Ok, I'm not going to lie I'm not a big fan of the big hoopla with all the award shows. To tell you the truth I'd rather watch MSNBC than hear analysis concerning Kiefer Sutherland's outfit while he walks down the red carpet, but I digress. Apparently I am in the minority on this matter as even the IRS has become interested in the Emmy's. As I read more and more about what is and what can't be taxed I am becoming exponentially more confused. Apparently a gift is only taxed if a gift is actually meant to be a gift and not a gift for motives ungiftlike. Or something like that. Many of the Emmy atendee's were advised to not take the gifts because the tax consequences were too high. Darn, welcome to the real world and what we all have to deal with because of the complexity of our tax code.


Stephen Collins (7th Heaven) chose not to take the gift bag this year
because of the tax consequences. "Just my luck. I'm finally able to
get one and this happens," he said.

As for SNL's Tina Fey: "No, I am not going to take it. My accountants
told me the taxes were too high, and I live in New York, so they have
to send the stuff — and a lot of stuff you don't get anyway."

One actor felt that the IRS was singling Hollywood out because of their high profile. Ummm... excuse me are you kidding me?

Several stars said they wouldn't accept, including 24's Gregory Itzin
"I refused. I wanted to shortcut that whole problem. It's foolish. It's
focused on us because we're so high-profile."

Yeah, that's it Greg it has nothing to do with the gift basket being worth more than most people make a year. Who is Gregory Itzen anyways?

Tuesday, August 29, 2006

Federal Appeals Court ruling may push tax reform

Interesting read from Bruce Bartlett's column:

"Last week, a federal appeals court in Washington handed down an important decision relating to the definition of income for tax purposes. What is important about the decision is that it is the first one in decades saying that the Constitution itself limits what the government may tax. If upheld by the Supreme Court, it could significantly alter tax policy and possibly open the door to radical reform. "

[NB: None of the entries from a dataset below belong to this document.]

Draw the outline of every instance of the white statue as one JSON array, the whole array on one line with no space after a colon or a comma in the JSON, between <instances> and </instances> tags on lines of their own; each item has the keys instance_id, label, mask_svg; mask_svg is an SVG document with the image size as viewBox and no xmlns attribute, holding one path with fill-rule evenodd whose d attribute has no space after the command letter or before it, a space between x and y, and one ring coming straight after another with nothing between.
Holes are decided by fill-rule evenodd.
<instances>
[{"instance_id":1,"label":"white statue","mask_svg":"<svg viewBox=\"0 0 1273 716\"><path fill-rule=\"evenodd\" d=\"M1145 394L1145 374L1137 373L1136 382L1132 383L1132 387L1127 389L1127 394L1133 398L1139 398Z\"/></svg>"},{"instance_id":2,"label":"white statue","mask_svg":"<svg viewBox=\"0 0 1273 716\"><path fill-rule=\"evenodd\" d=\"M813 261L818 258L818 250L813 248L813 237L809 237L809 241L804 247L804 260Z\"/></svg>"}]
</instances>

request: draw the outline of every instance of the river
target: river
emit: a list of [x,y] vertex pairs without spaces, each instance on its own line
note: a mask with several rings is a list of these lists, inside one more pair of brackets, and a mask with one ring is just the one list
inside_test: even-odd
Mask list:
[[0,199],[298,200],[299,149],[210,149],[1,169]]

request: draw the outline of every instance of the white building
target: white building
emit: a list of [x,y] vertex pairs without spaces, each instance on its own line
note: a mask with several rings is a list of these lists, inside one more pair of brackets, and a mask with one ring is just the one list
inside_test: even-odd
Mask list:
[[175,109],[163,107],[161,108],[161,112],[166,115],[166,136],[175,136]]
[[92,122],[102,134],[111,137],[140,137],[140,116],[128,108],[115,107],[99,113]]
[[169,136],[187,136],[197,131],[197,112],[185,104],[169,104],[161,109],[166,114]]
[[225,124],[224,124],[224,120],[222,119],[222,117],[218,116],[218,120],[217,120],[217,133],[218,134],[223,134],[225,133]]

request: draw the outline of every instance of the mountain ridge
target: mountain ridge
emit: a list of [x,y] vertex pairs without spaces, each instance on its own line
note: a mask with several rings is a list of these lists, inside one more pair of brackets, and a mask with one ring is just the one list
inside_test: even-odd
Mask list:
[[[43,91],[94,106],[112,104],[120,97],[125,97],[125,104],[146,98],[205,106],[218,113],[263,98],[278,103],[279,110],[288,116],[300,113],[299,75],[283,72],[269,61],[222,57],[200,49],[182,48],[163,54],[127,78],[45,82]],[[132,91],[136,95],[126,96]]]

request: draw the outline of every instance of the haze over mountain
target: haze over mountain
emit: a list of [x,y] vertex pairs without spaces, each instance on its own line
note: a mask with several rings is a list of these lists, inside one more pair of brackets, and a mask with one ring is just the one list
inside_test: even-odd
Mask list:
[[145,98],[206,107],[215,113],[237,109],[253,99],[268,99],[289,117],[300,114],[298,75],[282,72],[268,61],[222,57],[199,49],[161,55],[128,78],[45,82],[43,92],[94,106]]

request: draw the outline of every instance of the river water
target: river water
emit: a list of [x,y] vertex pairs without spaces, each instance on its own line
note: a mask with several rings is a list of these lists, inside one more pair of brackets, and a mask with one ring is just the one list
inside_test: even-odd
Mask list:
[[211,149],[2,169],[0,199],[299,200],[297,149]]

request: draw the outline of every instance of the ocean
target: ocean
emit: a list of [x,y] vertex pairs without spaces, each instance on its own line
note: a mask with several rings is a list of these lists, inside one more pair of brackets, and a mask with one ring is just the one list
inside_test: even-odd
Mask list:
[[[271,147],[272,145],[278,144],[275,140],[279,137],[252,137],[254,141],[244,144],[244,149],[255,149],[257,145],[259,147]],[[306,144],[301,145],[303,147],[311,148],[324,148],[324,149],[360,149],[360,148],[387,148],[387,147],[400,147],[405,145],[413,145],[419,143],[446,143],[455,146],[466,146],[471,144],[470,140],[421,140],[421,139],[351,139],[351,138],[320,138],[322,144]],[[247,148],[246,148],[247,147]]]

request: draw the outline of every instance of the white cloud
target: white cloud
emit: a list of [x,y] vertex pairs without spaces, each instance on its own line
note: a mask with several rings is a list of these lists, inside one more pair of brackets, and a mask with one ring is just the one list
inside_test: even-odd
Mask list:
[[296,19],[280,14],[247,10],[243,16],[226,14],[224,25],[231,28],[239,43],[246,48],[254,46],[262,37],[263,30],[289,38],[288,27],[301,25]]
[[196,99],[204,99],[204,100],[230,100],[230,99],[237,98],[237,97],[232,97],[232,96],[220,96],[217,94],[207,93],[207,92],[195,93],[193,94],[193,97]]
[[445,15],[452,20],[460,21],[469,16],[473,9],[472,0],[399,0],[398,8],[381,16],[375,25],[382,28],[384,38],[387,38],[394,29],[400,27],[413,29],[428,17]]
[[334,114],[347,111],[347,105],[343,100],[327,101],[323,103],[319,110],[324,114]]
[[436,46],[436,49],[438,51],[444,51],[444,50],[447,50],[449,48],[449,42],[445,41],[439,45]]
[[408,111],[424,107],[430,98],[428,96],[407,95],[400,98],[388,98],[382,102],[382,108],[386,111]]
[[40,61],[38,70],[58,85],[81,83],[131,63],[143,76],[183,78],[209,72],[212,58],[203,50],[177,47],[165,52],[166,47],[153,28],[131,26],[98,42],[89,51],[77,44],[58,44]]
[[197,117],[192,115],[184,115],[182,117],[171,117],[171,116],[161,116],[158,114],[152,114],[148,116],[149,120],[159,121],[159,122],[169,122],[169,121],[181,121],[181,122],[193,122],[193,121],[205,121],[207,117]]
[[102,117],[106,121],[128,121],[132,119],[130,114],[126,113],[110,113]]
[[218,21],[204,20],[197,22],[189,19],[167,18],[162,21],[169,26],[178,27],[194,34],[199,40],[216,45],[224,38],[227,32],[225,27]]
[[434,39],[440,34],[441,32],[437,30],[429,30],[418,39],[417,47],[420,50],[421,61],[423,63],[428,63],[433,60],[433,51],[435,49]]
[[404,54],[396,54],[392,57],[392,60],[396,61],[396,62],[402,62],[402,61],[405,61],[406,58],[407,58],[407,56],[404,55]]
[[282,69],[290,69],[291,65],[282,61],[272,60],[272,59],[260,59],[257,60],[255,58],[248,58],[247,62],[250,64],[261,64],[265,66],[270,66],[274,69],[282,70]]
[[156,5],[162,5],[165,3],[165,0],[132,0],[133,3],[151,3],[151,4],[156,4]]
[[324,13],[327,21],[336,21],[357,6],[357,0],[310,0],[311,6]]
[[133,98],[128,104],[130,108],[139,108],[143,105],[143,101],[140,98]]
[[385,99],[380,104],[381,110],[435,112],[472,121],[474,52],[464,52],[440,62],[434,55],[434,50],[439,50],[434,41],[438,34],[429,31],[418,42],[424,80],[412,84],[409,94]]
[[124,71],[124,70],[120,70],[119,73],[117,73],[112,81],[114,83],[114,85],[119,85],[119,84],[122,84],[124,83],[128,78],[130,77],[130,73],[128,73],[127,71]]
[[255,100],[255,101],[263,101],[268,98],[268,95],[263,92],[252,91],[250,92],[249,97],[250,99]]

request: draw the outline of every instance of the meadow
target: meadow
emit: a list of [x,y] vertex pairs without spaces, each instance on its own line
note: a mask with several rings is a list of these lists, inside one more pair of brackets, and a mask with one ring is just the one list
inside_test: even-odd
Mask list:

His column goes on to explain how tax scholars around the country predict this will open the flood gates for challenges to what can be deemed taxable income. This should be interesting to watch as more rulings get handed down concerning the income tax. This is going to get ugly, but might be just the ruling to help the FairTax become an even more timely issue.

Letter to the Editor of the Month Award

I am going to be posting the best published letter to the editor each month in hopes of showing everyone effective examples of letters to the editor and to give props to the individual writers for a job well done. This month’s winner is Mr. Jay Herrell of Las Vegas who had this published on August 15th by the Las Vegas Review. It points out perfectly a very fundamental crux of the FairTax and why it is works. Good job Jay, for his achievement we will be sending Jay the Ronco Set-it-and-forget-it Rotisserie. Keep up the good work!

Consumers always pay

To the editor:

John Brummett's Sunday column says the federal Fair Tax proposal "would do away with corporate income taxes and replace them with a sales tax that only consumers, but not businesses, would pay. That's an irresponsible, even immoral, shift of tax burden from corporations to consumers."Mr. Brummett must have graduated from Berkley with a degree in literature, because he obviously never took Economics 101. When a corporation pays a tax, there is only one source for that revenue stream: the consumer who walks in and plunks his money down for the product or service the corporation provides. Corporations never pay income taxes, only the consumers and the owners of the corporation pay income taxes! In fact, if a "corporation" pays any form of income tax to anyone, the owners of the corporation pay income taxes twice (once on the business they own and again on their personal income) but the consumer ends up paying the whole bill.Wouldn't it be better if the consumer knew exactly what the tax bill really was?